[
https://issues.apache.org/jira/browse/STORM-2514?page=com.atlassian.jira.plugin.system.issuetabpanels:comment-tabpanel&focusedCommentId=16013239#comment-16013239
]
Srishty Agrawal commented on STORM-2514:
----------------------------------------
Thanks for the clarification. Please find answers to your questions inline:
*How did you get the task lists you posted?*
{noformat}
Task IDs ------- 3, 4, 7, 8, 9, 11, 15, 18 ------------ Partitions 0, 1, 2, 3
Task IDs ------- 5, 6, 10, 12, 13, 14, 16, 17 --------- Partition 4, 5, 6, 7
{noformat}
The above table has been derived from the worker logs. For instance, if you
search for {{kafkaspout 3}}, which means Task ID 3, you will find results for
messages which are being read from partitions 0, 1, 2 and 3. This table seems
to convey that {noformat} 5, 6, 10, 12, 13, 14, 16, 17 correspond to executor1
and 3, 4, 7, 8, 9, 11, 15, 18 correspond to executor2 {noformat}
If I assume that Executor1 should only be running tasks 3, 4, 5, 6, 7, 8, 9,
10, then only these tasks should be reading from partitions 0, 1, 2 or 3.
*I don't think it's exactly right that all the tasks in executor1 (3 10) will
be reading from topics 4,6,5,7. *
Sorry for the confusion, I meant only tasks in Executor1 should read from the
partitions 4, 5, 6 or 7. I have re-worded the same in the description above.

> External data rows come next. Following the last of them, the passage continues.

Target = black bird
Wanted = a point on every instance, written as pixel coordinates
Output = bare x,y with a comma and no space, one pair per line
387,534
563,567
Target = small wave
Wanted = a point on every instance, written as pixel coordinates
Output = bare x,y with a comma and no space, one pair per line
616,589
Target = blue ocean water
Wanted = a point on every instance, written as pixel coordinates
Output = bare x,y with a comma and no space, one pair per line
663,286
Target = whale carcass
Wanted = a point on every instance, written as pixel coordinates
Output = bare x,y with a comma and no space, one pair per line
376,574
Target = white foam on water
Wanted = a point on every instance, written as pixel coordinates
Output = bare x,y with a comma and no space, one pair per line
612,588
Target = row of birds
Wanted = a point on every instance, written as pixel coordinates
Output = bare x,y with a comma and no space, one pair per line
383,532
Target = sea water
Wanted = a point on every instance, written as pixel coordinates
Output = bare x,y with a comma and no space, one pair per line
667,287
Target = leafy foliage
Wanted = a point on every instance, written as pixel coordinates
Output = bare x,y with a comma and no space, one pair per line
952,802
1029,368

I
agree that there is a possibility that not all the tasks will end up reading
from partitions 4, 5, 6 and 7.
*Each task has its own spout instance (and corresponding KafkaConsumer), so
only task 10 is actually assigned those partitions at the start of the log. I'm
not sure how task 3 is even emitting anything?*
Shouldn’t 3 more tasks (from Executor1) apart from task ID 10 be assigned to
read from partitions 4, 5, 6 and 7. If there are more tasks than the number of
partitions there should be one to one mapping between tasks and partitions is
what I remember reading in the docs. Hence it is not surprising for me that
task 3 is reading from a Kafka partition, although it does not seem to read
from the assigned Kafka partition (according to the {{Setting newly assigned}}
log line ).
*I also noticed that many tasks are emitting what appears to be the same
message?*
{noformat}
e.g.
2017-05-03 13:50:47.655 o.a.s.d.task Thread-8-kafkaspout-executor[11 18] [INFO]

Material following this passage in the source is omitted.